Uma professora de uma escola particular de Passo Fundo, no norte do Estado, responde na Justiça por lesão corporal contra um aluno de três anos que frequentou a instituição entre 2023 e 2024.
O caso aconteceu na escola de educação infantil Sonho Meu e foi registrado na Polícia Civil em 10 de junho de 2024, após os pais da criança terem acesso às câmeras de videomonitoramento da sala em que o filho estudava. Nas imagens acessadas por GZH Passo Fundo, é possível ver o menino sendo agredido pela professora Juliana Marchetto Cardoso com uma espécie de pote (assista abaixo). Ela foi desligada da escola naquele mesmo mês.
Conforme a mãe da criança, que pediu para não ser identificada, na quarta-feira, 5 de junho, o filho teria chegado em casa com um machucado na cabeça. No dia seguinte, com outro ferimento, desta vez na orelha. Na sexta-feira da mesma semana, ela percebeu que os braços também estavam com marcas.
— Na quarta-feira eu perguntei o que tinha acontecido, porque ele veio para casa com uma galo enorme na cabeça. Tentamos falar com a escola nos dias seguintes, mas nada. Na segunda-feira, o pai dele foi lá porque eu não sabia mais o que fazer. Foi quando vimos o vídeo. Essa foi a vez que ficou mais marcada fisicamente — conta.
A professora foi indiciada ainda em junho do ano passado pela Polícia Civil por lesão corporal. Em abril de 2025, prestou depoimento em audiência criminal, quando admitiu ter agredido o aluno, alegando que ele chorava durante as atividades.
A professora atualmente é ré no processo, que corre em segredo de Justiça na Vara Criminal.
A criança deixou a instituição assim que os pais tiveram acesso ao vídeo da agressão e, no mesmo dia, registraram boletim de ocorrência. Além do processo penal, a família também move uma ação cível contra a professora. O processo está em fase de audiência de instrução.
O que diz a defesa da professora
Em nota, o advogado da professora, Wagner Boeira dos Santos, afirma que a professora colaborou integralmente com as investigações desde o começo e que se afastou das funções "após o único episódio ocorrido". Leia a íntegra:
"A defesa da professora, representada pelo advogado Wagner Boeira dos Santos, recebeu com surpresa a publicação da matéria, uma vez que o fato noticiado ocorreu há mais de um ano.
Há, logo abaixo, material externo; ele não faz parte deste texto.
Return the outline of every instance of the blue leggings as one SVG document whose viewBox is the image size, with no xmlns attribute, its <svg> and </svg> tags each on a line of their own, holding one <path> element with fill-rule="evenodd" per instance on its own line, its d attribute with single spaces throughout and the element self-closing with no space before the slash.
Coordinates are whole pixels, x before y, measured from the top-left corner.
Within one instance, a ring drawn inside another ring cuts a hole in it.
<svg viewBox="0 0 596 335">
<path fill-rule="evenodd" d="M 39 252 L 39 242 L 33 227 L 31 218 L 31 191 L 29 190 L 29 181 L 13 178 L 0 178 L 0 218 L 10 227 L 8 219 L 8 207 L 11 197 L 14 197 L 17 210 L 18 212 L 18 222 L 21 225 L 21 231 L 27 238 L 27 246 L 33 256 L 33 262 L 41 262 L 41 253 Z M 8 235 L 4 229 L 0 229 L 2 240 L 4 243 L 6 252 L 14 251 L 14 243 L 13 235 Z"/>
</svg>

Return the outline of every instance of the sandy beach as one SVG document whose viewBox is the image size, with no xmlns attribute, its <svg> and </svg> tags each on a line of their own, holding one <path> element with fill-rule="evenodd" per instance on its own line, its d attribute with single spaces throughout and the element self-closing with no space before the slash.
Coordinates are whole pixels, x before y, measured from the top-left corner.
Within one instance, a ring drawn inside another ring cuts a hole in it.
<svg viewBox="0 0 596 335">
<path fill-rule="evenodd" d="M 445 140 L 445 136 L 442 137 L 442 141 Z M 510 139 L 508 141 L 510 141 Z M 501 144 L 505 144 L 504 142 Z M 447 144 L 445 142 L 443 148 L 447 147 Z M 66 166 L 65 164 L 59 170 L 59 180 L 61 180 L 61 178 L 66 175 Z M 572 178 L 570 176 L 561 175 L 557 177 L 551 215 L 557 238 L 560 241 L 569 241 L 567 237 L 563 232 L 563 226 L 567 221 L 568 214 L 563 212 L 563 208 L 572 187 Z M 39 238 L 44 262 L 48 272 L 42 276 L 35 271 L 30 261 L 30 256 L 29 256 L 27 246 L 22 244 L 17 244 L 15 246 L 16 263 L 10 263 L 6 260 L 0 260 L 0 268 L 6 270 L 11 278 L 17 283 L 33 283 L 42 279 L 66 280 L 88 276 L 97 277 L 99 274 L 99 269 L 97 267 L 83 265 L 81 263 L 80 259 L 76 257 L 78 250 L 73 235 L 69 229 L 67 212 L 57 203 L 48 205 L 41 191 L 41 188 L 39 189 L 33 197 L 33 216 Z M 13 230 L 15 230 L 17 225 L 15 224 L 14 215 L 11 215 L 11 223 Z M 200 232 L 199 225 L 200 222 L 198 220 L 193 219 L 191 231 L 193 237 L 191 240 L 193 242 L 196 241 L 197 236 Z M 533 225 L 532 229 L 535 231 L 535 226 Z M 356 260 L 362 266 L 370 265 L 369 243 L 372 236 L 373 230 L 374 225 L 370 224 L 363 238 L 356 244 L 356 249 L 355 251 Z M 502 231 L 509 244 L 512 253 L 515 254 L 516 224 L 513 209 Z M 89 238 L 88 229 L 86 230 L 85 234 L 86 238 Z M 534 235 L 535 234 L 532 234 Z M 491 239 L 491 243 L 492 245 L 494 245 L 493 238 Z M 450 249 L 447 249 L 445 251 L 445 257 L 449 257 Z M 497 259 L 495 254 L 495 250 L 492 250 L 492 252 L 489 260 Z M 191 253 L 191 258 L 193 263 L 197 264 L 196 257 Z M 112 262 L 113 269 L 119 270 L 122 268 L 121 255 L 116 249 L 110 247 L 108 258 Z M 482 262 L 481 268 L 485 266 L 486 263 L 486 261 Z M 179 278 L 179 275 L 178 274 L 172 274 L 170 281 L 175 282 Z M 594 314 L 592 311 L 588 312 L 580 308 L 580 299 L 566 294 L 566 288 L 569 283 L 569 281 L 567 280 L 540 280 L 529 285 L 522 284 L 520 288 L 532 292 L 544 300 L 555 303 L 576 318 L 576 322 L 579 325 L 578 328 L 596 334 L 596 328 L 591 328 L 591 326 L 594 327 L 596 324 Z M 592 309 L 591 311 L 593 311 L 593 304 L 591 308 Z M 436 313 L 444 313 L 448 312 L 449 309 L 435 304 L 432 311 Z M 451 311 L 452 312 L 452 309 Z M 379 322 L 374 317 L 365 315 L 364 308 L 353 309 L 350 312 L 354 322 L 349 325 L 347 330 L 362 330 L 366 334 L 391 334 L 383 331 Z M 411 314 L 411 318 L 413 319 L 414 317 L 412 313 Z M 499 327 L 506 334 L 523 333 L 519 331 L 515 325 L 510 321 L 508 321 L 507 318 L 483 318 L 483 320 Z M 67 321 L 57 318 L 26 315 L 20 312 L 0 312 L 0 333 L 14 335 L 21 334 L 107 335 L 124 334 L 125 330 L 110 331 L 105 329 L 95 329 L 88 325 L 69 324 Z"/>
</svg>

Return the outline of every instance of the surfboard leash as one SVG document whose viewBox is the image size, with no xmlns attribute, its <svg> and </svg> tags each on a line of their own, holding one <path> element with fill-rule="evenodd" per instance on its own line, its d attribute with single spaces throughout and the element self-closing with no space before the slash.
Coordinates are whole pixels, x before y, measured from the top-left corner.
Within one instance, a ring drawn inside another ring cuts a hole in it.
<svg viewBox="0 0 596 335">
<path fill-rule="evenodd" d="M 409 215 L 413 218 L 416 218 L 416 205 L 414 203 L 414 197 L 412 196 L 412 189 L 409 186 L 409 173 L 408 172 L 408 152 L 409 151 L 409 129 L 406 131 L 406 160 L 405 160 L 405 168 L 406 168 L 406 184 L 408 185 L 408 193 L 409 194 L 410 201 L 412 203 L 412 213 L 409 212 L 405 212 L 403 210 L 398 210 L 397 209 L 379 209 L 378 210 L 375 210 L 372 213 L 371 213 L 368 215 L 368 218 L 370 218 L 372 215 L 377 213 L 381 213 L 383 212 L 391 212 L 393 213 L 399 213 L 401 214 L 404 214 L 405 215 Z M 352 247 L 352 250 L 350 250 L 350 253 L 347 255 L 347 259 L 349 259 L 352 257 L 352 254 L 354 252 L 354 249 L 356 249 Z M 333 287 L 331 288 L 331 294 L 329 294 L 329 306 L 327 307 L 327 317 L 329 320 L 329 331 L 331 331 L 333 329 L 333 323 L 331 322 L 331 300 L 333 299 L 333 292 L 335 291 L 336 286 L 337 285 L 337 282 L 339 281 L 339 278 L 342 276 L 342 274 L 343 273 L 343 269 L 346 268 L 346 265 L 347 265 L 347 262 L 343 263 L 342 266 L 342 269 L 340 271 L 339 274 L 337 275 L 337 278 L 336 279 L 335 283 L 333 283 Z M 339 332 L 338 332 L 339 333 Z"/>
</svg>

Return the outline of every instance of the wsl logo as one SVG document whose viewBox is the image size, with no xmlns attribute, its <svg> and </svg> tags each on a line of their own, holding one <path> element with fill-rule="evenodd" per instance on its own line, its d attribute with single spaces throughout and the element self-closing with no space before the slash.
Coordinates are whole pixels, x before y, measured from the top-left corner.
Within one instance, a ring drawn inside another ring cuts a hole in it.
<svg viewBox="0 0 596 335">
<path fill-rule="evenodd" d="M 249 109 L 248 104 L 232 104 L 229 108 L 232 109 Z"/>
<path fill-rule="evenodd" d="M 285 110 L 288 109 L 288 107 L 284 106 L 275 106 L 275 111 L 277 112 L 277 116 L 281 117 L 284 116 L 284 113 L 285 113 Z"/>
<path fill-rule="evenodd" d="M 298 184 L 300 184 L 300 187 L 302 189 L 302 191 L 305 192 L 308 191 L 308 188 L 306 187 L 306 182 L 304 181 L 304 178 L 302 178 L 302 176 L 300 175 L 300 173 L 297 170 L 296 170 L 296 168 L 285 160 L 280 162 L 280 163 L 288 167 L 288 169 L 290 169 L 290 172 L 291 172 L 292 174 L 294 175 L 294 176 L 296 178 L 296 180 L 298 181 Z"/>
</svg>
Causa estranheza, ainda, a divulgação de informações sobre um processo que tramita em segredo de justiça.
As informações divulgadas não correspondem à realidade, pois jamais ocorreram “agressões diárias” ou reiteradas, circunstância que será apreciada pelo Poder Judiciário. Importante destacar que, até o momento, não houve qualquer decisão de mérito nos processos em andamento — seja na esfera indenizatória, seja na criminal.
Desde o primeiro momento, a professora colaborou integralmente com as investigações. Após o único episódio ocorrido, afastou-se de suas funções e, desde então, tem se dedicado a tratamento psicológico e à realização de diversos cursos.
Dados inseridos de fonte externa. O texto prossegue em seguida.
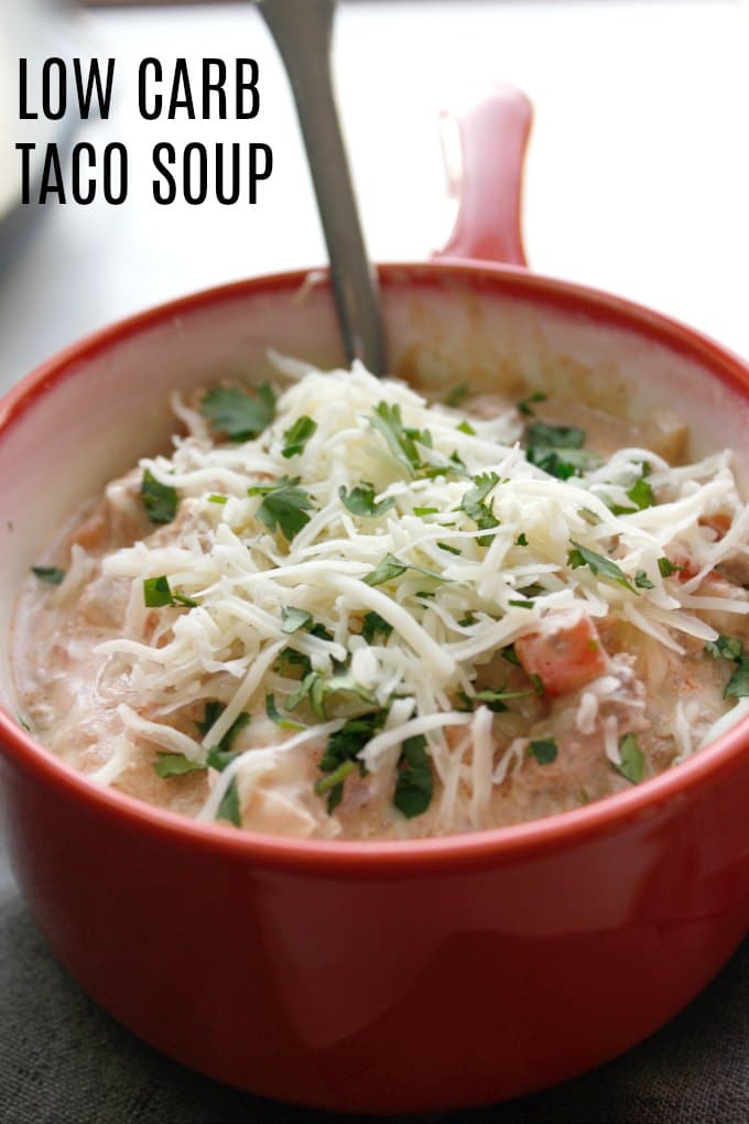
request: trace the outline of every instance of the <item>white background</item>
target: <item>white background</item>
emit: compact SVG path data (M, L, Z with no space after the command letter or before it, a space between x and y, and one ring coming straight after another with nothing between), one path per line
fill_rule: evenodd
M79 136L128 145L130 197L119 208L44 209L0 277L0 387L149 303L325 262L291 96L249 3L92 11L80 36L77 53L117 58L117 103ZM134 93L146 55L257 58L259 117L144 123ZM749 4L350 0L338 13L335 63L375 259L423 259L445 241L454 203L439 110L506 80L536 107L526 176L532 266L651 305L749 356ZM153 145L217 139L273 146L258 203L157 207Z

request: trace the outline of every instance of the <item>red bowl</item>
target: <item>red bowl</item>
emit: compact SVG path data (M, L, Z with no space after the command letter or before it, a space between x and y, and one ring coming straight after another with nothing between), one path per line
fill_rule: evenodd
M689 328L520 268L392 265L381 283L395 373L439 388L532 371L637 417L676 401L695 452L732 445L749 477L749 366ZM262 379L268 346L341 362L327 282L261 278L163 306L65 351L0 407L0 771L21 889L108 1010L254 1093L393 1113L572 1077L679 1010L746 934L749 723L576 812L331 843L139 804L15 720L13 591L54 528L158 445L168 389Z

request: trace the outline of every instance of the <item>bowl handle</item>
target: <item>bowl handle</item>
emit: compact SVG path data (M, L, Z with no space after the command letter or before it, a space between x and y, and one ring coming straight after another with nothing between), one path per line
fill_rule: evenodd
M467 112L442 115L448 178L458 194L458 215L447 245L433 254L435 259L528 264L521 206L531 118L532 106L526 94L504 83L493 87L488 97ZM450 167L448 128L457 142L457 173Z

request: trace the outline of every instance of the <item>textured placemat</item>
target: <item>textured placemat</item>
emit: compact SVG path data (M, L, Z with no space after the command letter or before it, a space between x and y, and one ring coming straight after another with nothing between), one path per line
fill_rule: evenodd
M119 1026L54 959L0 865L4 1124L311 1124L321 1118L335 1124L344 1117L217 1085ZM429 1124L748 1124L749 942L682 1015L596 1072L510 1104L420 1118Z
Reitera-se que eventuais manifestações sobre o caso ocorrerão exclusivamente no âmbito processual".
Os representantes da escola onde o fato aconteceu também se manifestaram em nota. Leia a seguir:
"A defesa da escola, representada pelo escritório Rocha Ferreira, informa que o fato ocorreu há mais de um ano. Todas as medidas legais foram tomadas. A instituição prestou auxílio à família e às autoridades. A professora, acusada, foi imediatamente desligada. Os processos seguem em tramitação, e as questões de mérito continuarão sendo discutidas".